Qatar 2022 is both a huge global marketing occasion and regarded as the most controversial tournament in men’s FIFA World Cup history. Sports business consultant Andreas Plastiras looks at how brands are handling the first winter World Cup.

In what represents the first men’s FIFA World Cup to take place during the ‘golden quarter’, it would be sensible to assume that a raft of brands would be eager to activate and push creative boundaries to capitalise on the huge audience interest in football’s showpiece global tournament. After all, sport, and football in particular, has the unique power to unite and inspire a nation and when the World Cup comes around every four years there is really nothing else quite like it. To give an indication of the scale of opportunity, in the UK last year, there was a peak audience of 30.95 million during England’s European Championship Final penalty shoot-out loss to Italy – the biggest TV audience in the UK since the funeral of Princess Diana in 1997 when 32 million viewers were recorded. Why then, in spite of this opportunity and despite WARC data suggesting ad spend in the final quarter of 2022 is set to increase by 4.5% from last year’s record high of £9.5bn, is only a ‘muted lift’ expected as a result of the football? The answer lies in the unavoidable controversy that has surrounded the tournament since Qatar was announced as host nation back in 2010.

The build-up to the tournament has been overshadowed by conversation and prominent media coverage of pertinent and important issues surrounding the country’s treatment of migrant workers, its stance on gay rights and the corruption allegations facing FIFA over its award of the event to Qatar, and this has placed brands – particularly official tournament sponsors – in a very precarious position. Hummel – kit manufacturer and sponsor of the Denmark national team – is perhaps the most notable example of a brand taking a stand in protest against Qatar by toning down its branding on the team kit along with producing an all-black ‘colour of mourning’ kit, with the company saying “we don’t wish to be visible during a tournament that has cost thousands of people their lives.” A protest of sorts though it is, Hummel’s move is bold yet hardly revolutionary and raises broader questions around the lengths brands really could go to if they are serious about taking a stand.

The fact that brands are being put in this position in the first place is not a good look for FIFA nor football as a whole, considering that typically you would expect the run up to the World Cup to be dominated by celebratory visuals of the host nation(s) and major cities within them. This time around, however, it is not the case and instead official FIFA sponsors such as adidas have opted to focus instead on the theme of ‘unity’ having unveiled its ‘Family Reunion’ spot to show that ‘when football is everything, impossible is nothing’ in which the only real reference to Qatar is the desert setting. Non-sponsor and adidas competitor Nike has also launched a player-centric campaign with no real acknowledgment of the World Cup itself, but rather connecting iconic players from the past and present and teasing its target audience to look ahead to the future where it is pushing its metaverse efforts.

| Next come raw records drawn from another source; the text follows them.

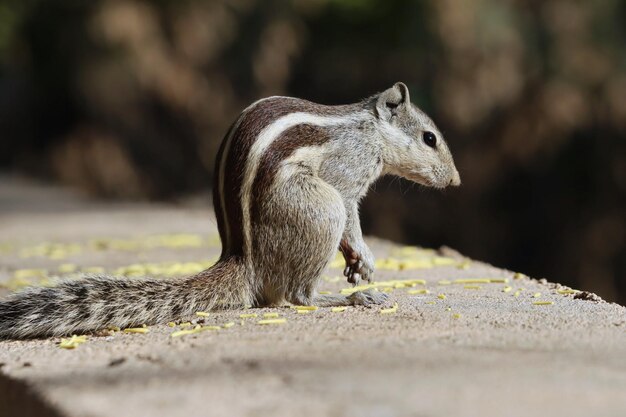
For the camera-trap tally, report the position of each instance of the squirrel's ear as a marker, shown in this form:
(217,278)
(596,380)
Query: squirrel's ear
(392,98)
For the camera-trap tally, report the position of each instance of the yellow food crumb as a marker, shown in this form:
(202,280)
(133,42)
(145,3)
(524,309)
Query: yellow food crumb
(72,342)
(67,268)
(136,330)
(29,273)
(464,265)
(390,310)
(182,333)
(443,261)
(421,291)
(272,321)
(93,269)
(307,308)
(473,281)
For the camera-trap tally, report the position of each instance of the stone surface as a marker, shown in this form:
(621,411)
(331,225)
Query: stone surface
(477,350)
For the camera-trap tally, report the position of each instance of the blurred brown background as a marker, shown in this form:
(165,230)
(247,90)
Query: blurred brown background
(129,99)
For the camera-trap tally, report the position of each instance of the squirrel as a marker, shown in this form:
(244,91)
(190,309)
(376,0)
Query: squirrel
(288,180)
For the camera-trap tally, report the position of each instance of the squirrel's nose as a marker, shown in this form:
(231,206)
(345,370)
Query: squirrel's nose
(455,181)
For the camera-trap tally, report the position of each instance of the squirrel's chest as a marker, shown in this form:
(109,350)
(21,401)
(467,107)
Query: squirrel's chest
(351,168)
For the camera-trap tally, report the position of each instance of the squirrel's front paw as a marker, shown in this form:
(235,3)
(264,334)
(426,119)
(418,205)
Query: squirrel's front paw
(359,267)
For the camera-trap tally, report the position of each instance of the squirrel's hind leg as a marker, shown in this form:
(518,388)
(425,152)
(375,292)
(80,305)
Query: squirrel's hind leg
(296,233)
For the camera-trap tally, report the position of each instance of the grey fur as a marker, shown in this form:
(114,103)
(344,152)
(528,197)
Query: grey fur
(308,209)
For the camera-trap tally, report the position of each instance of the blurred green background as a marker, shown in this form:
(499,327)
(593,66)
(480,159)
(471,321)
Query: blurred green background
(129,99)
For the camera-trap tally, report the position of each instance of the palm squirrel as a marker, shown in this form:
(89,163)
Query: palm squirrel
(288,180)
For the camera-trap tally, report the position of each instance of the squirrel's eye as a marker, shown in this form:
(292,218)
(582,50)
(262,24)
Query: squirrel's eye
(430,139)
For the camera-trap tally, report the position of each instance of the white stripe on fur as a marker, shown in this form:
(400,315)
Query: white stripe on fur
(264,140)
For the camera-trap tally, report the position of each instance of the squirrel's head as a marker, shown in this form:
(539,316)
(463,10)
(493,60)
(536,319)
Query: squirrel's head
(414,147)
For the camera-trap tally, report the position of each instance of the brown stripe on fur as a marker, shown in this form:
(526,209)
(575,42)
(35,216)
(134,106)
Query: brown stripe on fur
(253,122)
(217,201)
(283,147)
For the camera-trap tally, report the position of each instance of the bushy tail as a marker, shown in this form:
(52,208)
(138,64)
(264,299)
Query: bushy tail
(97,302)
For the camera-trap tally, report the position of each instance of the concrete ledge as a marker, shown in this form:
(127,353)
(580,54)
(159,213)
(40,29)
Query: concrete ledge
(478,349)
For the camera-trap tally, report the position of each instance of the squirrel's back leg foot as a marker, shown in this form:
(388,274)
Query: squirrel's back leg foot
(358,298)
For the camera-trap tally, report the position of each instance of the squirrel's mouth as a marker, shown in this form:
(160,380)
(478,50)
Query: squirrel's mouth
(420,178)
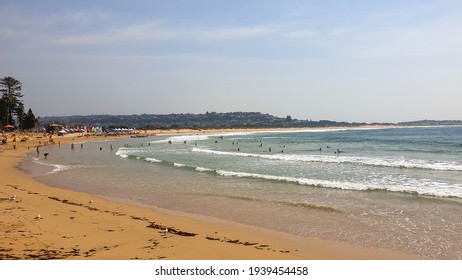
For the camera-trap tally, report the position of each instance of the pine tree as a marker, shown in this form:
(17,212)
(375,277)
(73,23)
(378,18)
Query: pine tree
(11,103)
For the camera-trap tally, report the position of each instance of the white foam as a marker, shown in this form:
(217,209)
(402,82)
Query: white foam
(395,162)
(153,160)
(432,188)
(204,169)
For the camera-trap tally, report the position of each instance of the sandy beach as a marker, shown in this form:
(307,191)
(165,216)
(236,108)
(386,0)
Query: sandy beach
(41,222)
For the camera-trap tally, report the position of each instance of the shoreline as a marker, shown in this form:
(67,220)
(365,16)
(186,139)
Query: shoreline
(74,225)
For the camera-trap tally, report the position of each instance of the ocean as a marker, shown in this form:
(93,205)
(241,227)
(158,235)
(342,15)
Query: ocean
(392,188)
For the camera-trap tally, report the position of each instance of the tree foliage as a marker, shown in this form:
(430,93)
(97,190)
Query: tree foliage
(11,103)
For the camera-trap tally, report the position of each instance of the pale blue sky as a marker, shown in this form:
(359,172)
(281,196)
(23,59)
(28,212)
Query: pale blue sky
(338,60)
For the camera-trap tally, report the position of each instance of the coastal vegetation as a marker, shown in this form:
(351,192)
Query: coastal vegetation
(194,121)
(12,112)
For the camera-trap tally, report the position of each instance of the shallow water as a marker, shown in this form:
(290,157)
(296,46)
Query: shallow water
(398,189)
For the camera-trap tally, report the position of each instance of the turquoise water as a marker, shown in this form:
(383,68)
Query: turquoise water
(395,188)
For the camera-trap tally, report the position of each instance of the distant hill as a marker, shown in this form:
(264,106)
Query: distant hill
(192,121)
(430,123)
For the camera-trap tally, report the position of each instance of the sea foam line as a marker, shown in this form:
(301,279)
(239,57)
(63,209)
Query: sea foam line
(394,162)
(437,190)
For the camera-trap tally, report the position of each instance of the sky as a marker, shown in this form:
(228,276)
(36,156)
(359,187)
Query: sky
(356,61)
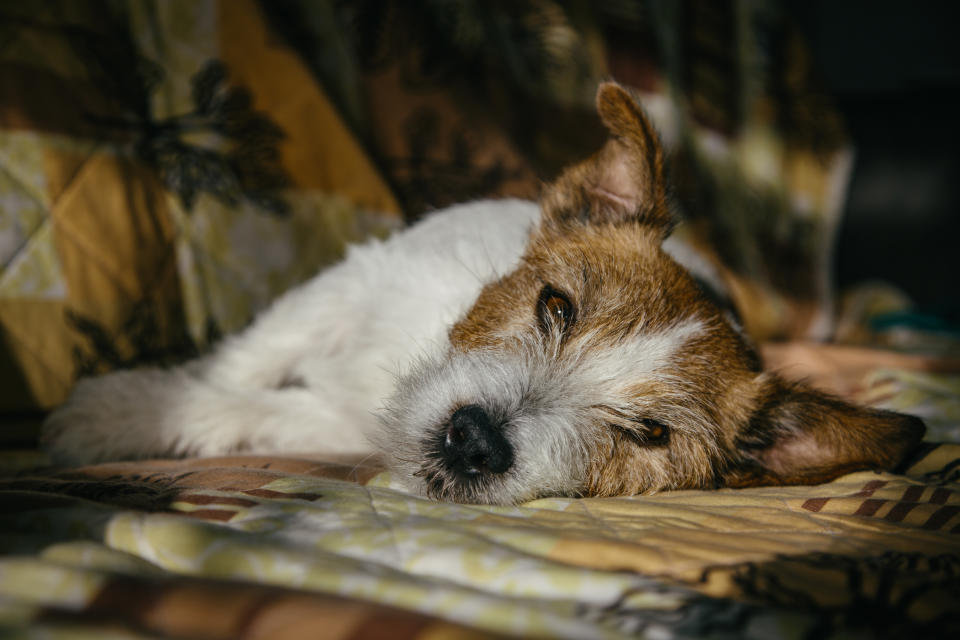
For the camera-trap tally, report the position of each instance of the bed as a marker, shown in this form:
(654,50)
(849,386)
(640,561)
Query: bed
(124,241)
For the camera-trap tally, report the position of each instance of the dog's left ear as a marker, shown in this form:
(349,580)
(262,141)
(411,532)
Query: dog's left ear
(623,182)
(798,435)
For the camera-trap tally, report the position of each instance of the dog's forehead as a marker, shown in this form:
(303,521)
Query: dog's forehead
(616,272)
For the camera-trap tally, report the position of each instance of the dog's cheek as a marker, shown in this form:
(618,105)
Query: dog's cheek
(618,467)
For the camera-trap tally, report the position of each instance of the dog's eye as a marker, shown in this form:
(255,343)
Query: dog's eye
(646,432)
(554,309)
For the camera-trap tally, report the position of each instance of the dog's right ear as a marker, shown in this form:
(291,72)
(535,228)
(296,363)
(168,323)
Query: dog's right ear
(623,182)
(798,435)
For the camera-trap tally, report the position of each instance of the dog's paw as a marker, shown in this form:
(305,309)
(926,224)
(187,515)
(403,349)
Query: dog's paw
(84,429)
(112,417)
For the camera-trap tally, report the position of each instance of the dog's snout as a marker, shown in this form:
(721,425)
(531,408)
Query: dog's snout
(474,444)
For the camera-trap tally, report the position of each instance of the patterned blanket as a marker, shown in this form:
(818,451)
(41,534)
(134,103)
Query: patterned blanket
(283,547)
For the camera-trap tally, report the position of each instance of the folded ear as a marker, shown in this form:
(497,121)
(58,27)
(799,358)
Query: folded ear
(623,182)
(801,436)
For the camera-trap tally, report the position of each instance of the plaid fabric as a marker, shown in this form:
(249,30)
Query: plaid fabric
(248,545)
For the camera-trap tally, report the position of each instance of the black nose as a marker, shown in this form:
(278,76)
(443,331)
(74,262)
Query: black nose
(474,444)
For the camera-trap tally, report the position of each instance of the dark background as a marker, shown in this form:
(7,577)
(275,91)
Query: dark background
(894,70)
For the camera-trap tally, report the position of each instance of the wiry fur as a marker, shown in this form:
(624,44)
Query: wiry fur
(514,352)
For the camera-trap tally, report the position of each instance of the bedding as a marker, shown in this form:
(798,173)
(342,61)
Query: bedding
(291,547)
(112,257)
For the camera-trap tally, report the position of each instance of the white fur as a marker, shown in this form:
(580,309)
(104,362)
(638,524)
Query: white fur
(310,374)
(346,334)
(545,403)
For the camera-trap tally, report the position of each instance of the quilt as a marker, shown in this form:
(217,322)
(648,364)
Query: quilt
(278,547)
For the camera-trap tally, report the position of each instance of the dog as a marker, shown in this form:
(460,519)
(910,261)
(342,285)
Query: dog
(501,351)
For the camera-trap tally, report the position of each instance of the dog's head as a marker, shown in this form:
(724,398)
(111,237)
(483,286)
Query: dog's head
(598,367)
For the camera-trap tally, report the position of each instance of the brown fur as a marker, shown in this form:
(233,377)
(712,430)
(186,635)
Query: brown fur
(726,423)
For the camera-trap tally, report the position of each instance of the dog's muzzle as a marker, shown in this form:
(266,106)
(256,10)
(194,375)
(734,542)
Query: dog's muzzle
(474,444)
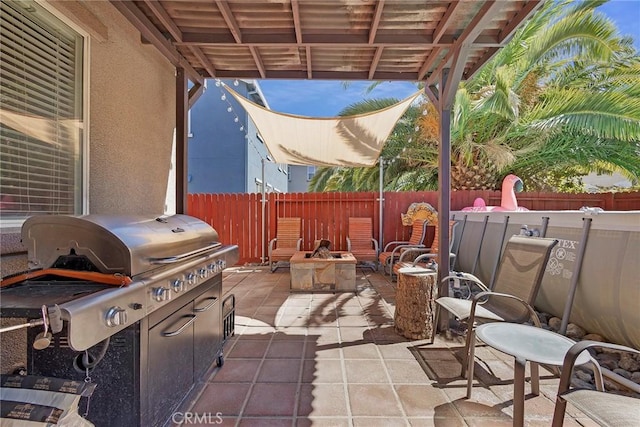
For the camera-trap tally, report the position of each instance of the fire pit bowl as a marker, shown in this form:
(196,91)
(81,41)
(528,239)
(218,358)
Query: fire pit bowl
(334,274)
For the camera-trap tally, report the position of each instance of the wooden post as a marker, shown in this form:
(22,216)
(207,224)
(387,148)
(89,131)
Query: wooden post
(415,302)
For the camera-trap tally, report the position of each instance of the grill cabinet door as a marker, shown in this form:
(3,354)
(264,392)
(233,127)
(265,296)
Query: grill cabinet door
(208,327)
(170,363)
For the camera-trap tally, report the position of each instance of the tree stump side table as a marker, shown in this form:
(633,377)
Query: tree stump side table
(415,302)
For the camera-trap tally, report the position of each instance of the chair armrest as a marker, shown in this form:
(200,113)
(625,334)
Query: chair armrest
(457,276)
(575,351)
(374,241)
(423,257)
(477,299)
(567,369)
(272,243)
(398,249)
(408,252)
(397,242)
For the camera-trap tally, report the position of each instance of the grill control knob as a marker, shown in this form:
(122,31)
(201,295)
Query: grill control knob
(161,294)
(190,278)
(177,285)
(116,316)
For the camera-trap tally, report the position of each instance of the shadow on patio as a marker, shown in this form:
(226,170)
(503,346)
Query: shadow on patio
(327,359)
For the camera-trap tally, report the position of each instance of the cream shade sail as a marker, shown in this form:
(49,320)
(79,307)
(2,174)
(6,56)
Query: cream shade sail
(334,141)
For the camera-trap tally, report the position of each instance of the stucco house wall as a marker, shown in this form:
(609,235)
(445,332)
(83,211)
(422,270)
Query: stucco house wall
(131,120)
(131,131)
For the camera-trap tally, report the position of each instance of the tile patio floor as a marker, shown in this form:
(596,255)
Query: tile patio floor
(323,359)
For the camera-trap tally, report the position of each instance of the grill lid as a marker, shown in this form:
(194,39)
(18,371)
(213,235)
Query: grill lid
(125,244)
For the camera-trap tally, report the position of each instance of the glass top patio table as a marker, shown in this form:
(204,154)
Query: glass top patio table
(524,343)
(528,342)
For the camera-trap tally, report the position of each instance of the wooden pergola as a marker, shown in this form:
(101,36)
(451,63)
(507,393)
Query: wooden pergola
(436,42)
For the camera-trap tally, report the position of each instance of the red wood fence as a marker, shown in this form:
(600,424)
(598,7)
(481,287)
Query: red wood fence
(238,218)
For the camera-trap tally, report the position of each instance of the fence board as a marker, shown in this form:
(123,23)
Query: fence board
(238,217)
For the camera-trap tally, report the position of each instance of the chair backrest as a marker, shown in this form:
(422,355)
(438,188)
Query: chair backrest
(522,267)
(360,233)
(418,232)
(436,237)
(288,232)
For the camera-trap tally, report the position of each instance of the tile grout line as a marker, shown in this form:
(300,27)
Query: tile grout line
(253,381)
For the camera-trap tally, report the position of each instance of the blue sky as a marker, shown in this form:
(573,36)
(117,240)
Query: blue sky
(322,98)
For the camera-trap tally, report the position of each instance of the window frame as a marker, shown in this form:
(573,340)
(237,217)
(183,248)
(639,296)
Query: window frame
(83,173)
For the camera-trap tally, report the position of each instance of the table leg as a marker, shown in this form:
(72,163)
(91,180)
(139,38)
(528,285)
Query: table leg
(535,379)
(518,392)
(471,361)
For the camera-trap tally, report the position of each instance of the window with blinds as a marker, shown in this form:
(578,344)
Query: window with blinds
(41,113)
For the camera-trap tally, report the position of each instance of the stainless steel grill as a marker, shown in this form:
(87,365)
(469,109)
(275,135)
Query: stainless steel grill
(161,325)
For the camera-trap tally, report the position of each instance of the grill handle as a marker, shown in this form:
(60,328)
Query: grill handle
(201,309)
(181,328)
(184,256)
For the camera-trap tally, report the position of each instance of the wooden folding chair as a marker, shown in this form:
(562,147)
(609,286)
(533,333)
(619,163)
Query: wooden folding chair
(287,241)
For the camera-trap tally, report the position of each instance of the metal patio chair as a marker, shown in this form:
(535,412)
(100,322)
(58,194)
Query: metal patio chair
(360,241)
(604,408)
(517,283)
(287,241)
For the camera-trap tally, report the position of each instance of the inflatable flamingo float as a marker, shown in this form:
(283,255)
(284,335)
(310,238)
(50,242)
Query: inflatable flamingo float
(511,185)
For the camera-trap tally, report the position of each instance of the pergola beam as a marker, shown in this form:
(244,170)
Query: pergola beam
(151,33)
(258,60)
(444,22)
(374,62)
(309,63)
(230,20)
(330,38)
(377,14)
(488,11)
(295,9)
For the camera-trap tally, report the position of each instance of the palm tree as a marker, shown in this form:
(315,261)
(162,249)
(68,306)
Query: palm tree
(560,100)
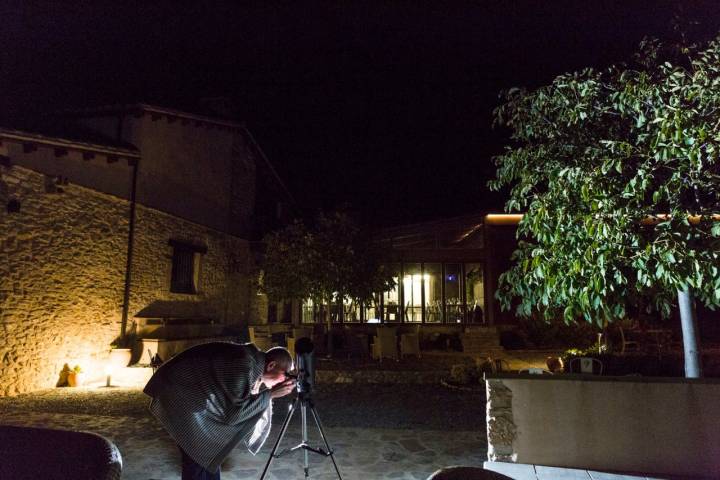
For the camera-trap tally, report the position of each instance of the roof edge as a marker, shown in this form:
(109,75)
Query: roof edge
(147,108)
(59,142)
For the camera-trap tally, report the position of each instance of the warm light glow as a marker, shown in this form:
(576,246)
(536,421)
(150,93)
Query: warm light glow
(503,218)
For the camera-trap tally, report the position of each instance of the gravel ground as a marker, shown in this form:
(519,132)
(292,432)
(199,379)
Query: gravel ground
(356,406)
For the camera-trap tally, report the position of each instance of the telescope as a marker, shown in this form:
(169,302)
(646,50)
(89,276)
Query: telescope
(305,382)
(305,365)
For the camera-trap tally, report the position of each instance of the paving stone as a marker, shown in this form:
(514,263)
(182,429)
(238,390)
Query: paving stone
(412,445)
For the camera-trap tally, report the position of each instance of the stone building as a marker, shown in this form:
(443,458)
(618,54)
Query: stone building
(126,218)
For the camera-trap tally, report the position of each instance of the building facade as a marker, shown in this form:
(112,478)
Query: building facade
(151,218)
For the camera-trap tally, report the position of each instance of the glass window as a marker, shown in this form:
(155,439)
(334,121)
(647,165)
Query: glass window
(391,299)
(308,311)
(474,293)
(433,293)
(412,292)
(371,310)
(455,307)
(351,311)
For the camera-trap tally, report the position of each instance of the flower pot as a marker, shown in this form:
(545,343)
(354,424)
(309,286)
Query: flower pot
(76,379)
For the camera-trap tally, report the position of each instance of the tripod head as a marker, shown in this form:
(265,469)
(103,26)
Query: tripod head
(305,366)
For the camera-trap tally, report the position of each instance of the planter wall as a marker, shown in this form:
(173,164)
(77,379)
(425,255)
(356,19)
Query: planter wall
(649,425)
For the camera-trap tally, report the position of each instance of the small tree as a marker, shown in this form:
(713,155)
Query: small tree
(618,173)
(335,261)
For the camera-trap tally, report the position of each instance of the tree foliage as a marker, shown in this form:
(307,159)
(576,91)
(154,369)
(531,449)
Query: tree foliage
(594,155)
(336,259)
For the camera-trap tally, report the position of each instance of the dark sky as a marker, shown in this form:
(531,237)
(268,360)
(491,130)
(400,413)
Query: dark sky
(384,106)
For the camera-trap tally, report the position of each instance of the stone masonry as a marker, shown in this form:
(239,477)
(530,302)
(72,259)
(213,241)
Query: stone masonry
(62,262)
(62,274)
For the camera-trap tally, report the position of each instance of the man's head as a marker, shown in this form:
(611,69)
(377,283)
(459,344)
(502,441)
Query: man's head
(278,361)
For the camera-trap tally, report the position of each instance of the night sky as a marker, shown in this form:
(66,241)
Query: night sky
(382,106)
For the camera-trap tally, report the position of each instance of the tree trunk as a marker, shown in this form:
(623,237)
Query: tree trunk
(329,314)
(688,319)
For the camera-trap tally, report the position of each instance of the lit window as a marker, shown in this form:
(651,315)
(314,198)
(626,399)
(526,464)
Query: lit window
(185,277)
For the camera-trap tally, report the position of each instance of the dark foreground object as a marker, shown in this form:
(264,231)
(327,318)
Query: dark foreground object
(466,473)
(40,453)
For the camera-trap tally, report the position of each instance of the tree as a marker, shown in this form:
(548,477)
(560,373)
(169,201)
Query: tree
(289,259)
(618,173)
(334,261)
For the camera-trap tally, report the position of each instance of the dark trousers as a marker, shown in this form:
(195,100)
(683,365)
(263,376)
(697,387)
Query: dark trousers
(193,471)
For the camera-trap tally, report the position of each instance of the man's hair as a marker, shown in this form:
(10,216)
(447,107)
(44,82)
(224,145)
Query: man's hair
(281,357)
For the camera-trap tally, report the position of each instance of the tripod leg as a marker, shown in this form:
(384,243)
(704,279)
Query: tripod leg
(303,412)
(327,445)
(280,436)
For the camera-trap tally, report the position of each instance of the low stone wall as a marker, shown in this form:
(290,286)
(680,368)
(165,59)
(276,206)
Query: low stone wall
(62,275)
(653,425)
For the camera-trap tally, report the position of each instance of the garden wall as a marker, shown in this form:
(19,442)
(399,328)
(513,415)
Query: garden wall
(649,425)
(62,275)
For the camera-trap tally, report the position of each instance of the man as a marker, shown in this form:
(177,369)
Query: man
(208,398)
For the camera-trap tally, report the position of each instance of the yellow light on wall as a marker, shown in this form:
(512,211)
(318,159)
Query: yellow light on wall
(412,284)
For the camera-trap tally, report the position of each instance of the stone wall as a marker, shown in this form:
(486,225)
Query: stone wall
(224,287)
(659,426)
(62,259)
(62,276)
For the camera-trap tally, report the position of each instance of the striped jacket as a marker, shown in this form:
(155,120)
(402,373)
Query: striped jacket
(203,399)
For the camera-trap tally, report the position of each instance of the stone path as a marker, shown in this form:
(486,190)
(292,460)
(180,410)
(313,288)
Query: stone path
(361,453)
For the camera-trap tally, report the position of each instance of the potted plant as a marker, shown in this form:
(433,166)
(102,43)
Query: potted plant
(121,350)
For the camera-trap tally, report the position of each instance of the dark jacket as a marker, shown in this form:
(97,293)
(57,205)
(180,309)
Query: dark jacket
(202,398)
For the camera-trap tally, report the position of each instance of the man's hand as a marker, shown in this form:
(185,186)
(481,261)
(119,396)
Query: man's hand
(282,389)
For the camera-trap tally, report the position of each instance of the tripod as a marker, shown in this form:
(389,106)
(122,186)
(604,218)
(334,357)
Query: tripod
(304,401)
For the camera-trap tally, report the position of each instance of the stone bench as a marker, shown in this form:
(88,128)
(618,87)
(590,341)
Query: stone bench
(41,453)
(467,473)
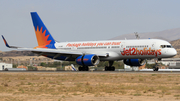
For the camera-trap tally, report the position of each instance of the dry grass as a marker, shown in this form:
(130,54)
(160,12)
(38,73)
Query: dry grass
(68,86)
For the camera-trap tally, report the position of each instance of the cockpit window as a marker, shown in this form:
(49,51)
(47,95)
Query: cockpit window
(166,46)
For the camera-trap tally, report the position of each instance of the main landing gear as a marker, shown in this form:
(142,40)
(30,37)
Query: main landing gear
(110,67)
(83,68)
(156,68)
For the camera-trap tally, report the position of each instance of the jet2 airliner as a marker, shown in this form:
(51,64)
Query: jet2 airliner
(90,53)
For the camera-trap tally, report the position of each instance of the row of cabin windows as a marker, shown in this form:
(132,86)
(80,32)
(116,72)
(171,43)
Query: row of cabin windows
(166,46)
(141,46)
(92,47)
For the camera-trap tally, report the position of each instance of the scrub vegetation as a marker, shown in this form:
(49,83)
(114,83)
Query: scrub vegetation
(89,86)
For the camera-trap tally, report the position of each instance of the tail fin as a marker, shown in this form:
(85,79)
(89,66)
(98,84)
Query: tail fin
(44,38)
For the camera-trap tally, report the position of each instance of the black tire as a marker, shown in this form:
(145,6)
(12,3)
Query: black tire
(113,68)
(106,68)
(80,68)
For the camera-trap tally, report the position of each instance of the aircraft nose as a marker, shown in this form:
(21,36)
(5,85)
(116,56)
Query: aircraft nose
(173,52)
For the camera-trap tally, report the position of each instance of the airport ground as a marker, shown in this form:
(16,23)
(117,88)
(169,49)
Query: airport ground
(90,86)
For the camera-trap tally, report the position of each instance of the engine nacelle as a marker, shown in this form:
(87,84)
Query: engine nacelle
(134,62)
(88,60)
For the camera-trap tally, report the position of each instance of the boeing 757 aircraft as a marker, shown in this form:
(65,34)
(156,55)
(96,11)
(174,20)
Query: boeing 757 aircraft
(90,53)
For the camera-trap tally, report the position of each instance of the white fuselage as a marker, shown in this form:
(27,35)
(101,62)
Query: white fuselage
(122,49)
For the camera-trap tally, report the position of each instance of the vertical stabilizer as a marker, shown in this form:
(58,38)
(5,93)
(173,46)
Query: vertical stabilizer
(44,38)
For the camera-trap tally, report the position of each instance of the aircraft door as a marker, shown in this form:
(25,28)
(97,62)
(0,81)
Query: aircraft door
(153,46)
(122,46)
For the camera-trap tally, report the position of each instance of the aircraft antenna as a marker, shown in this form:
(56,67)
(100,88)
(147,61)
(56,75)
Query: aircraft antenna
(136,34)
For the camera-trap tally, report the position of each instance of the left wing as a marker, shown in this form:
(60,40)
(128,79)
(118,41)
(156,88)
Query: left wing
(53,53)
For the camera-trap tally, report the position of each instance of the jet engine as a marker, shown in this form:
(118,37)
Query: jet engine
(135,62)
(87,60)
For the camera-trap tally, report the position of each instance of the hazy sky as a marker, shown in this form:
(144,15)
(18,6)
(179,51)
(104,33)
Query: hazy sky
(81,20)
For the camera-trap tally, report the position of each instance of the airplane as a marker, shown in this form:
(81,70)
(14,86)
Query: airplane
(90,53)
(73,68)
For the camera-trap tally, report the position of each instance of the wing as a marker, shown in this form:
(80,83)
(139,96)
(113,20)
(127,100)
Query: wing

As ever, the World Cup is about the fans, nations and of course the players and while adidas and Nike have incredible rosters of talent to work with, for those brands not heavily invested in the world of football there has been a greater emphasis placed on light entertainment and meshing football references with the culture surrounding Christmas. For example, Müller Rice launched ‘Full On’, its first campaign in five years in partnership with LAD Bible (social content) and England and West Ham star Declan Rice, neatly playing on the hit 90s Vanilla Ice track with ‘Rice Rice Baby’, which has been leveraged by Rice himself across on his TikTok channel, after famously singing the track on Twitter Spaces back in 2021. Others, such as Aldi have cleverly reintroduced Kevin the Carrot and friends such as ‘Marrowdonna’ and ‘Macaroony’ to playfully recreate the classic Nike ‘Airport’ ad from 1998 in their football/Christmas-themed add – lovely stuff indeed, while Lucozade Sport has promoted its England team-inspired ‘unofficial’ Christmas jumper.

One thing is for certain, in what could and perhaps should have been a truly golden time for brands to activate with a winter World Cup and Christmas taking place in the same quarter, many have opted instead to avoid referencing the football all together, while others such as Hummel have sought to take a stand. Whatever the stance, ultimately there remain significant opportunities for brands to promote important messages such as unity, like adidas has, and to offer light entertainment at a time when it is much needed – this is why I admire the approach that the likes of Müller and Aldi have taken. Let’s hope for a great tournament – the world is watching.